Lulu and 16-year-old McCray Faust, both Mountain Brook High School students, were on a mother-daughter trip at Seacrest Beach on Florida’s Gulf Coast June 7 when the teens were bitten while looking for sand dollars with their friends.
Lulu was critically injured, losing her left hand and her right leg above the knee. McCray sustained bite injuries to her lower leg and foot.
Lulu Gribbin, 15, survived a shark attack on June 7. A welcome home celebration in Mountain Brook is planned for Saturday, Aug. 24, 2024.Instagram/Lulug.strong
She underwent multiple surgeries and was fitting for prosthetics before returning to Alabama from a North Carolina hospital in August.
Just last week, Lulu was shown golfing on the lulug.strong Instagram account, which the teen and her family have used to track her recovery.
Gribbin’s Friday update said the family’s “new normal” has been “crazy to say the least.”
“We are juggling four children all with different needs and activities on top of the new needs of Lulu. I have found myself most days with definite brain fog and feeling mostly overwhelmed with everything that is being thrown at us,’’ she said. “I also find myself being grateful that I get to be overwhelmed, and that Lulu is here and is thriving.”
Lulu is doing physical therapy and occupational therapy three times a week for two hours at a time.
She has been doing her schoolwork in the family’s den, with the help of a homebound teach who checks in on the teen a couple of times away.
‘’I am so thankful that Lulu’s only injuries were physical ones,’’ Gribbin wrote. “She did not have any sort of brain injury, and that smart girl is still here.”
“She has diligently done every class in our home with really no guidance from me.

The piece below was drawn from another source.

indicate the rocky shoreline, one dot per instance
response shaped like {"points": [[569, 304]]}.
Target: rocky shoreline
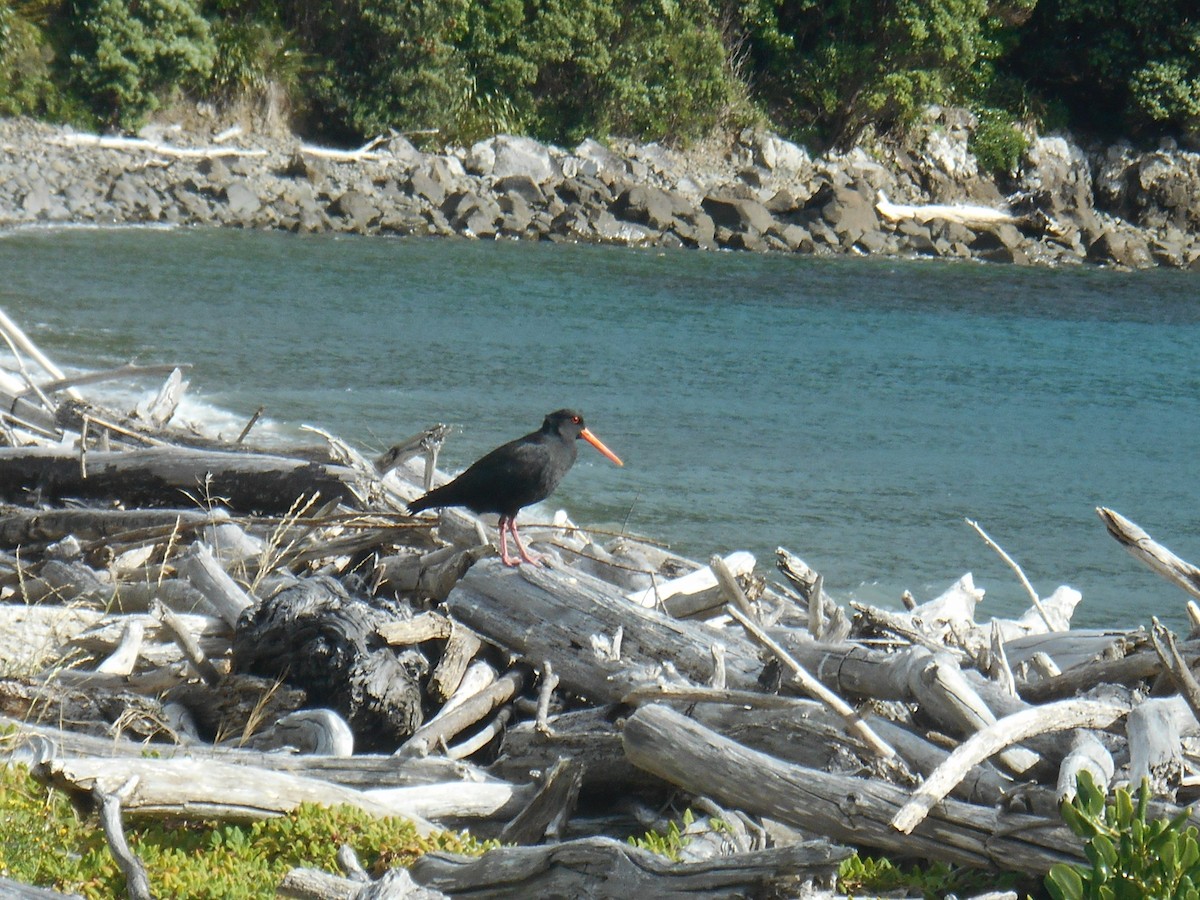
{"points": [[1117, 207]]}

I have not ever one time had to tell her she needed do school, she just does it,’’ she wrote. “She took her first chemistry test last week. In typical Lulu fashion she got the same grade as Ellie and literally did it all on her own.”
“Today Lulu went back to school,” Gribbin wrote, “and I am so proud of not only Lulu but her amazing sister Ellie. I hope she knows how truly amazing she is.”